Call of Duty: Advanced Warfare is a first-person shooter and the latest instalment of a long series that slowly went downhill, but developer Sledgehammer Games have managed to revive the franchise by doing something new whilst at the retaining all the things that first made Call of Duty the defining shooter. The release date is technically today, but servers opened 24 hours early for all players.
The game ships with three modes: a single player campaign, a co-op mode and the main star of the show, the multiplayer. The single player campaign is a 6-8 hours long and the narrative is still one of the main criticisms, however Martin Robinson at Eurogamer states: “Kudos to Sledgehammer, though, for keeping the narrative through-line clean, for involving you in the theatrics and for crafting a story that is at least coherent, even if it does all fall a little flat… It’s hard to care, though, when the toys excused by the setting are so fine, the gadgets so joyous to play with. You’re no longer a soldier lost in the noise of war – you’re a superhero, cutting through the fury with superpowers of your own.”

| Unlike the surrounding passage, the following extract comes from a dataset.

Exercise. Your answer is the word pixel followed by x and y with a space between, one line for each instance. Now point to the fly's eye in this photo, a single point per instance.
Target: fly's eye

The co-op campaign isn’t talked about much and the general consensus seems to be that it is good but not great. Arthur Gies at Polygon summarizes it as ” a wave-based survival mode taking place on the multiplayer maps, where you earn points to buy better weapons and upgrades for your exo. There are wrinkles that mix things up a bit. For example, some waves have objectives that need to be completed to avert additional obstacles, like a glitched-out exo. It’s all competent enough, but it lacks the distinctive identity that powers the zombies mode in developer Treyarch’s Call of Duty games.”
The multiplayer is where Call of Duty: Advanced Warfare shines. The exosuit is the most talked about new feature. Jeff Gerstmann at Giant Bomb talks extensively about the game in his review and concludes it with: ” It’s the best multiplayer the game has seen in some time and the whole thing totals up to a satisfying, if familiar experience.”
First person shooter fans are probably already playing Call of Duty: Advanced Warfare. It is not a title or a franchise that was made for me as much as I enjoy shooters. I don’t move fast enough, think fast enough, my muscle memory is terrible and it takes me a lot longer to learn and improve at much smaller increments. Advanced Warfare is game that plays in three dimensions not two, offers and requires player mobility as Polygon’s review states: “There’s less safety, less predictability, and it combines with some of the best map design the series has seen — hiding places never have total cover, and corners are hard to find. Sight lines exist all over, but there’s just as many means of breaking out of a field of fire by using a boost or performing a running slide.”
There are two new features to help out new, inexperienced, rusty and clumsy players. The first is a virtual arena. “… a press of a button in the pregame lobby will take you and your loadout more or less instantly into a virtual arena where you can fire on targets and get to know your guns without feeding yourself to the wolves.”
The second, highlighted by IGN’s review: “If you’re rusty, you can jump into the Combat Readiness Program before trying out true multiplayer. It’s a noob-friendly environment where there are no kill cams, no post-game scoreboards, and a mixture of nameless bots and players. Anyone who racks up too high a body count gets locked out to avoid discouraging new players, making it a much more casual-friendly zone where you can kick back and enjoy yourself without pressure.”
If you’ve ever wanted to try a shooter, or have done in the past and it didn’t go well, despite Call of Duty’s reputation of being the shooter that defines shooters, of ruthless multiplayer matches where anyone below the threshold dies over and over, these two features, combined with a solid coop campaign, even if the story is a little weak and a good co-op mode, could make it a more accessible shooter than any of its predecessors.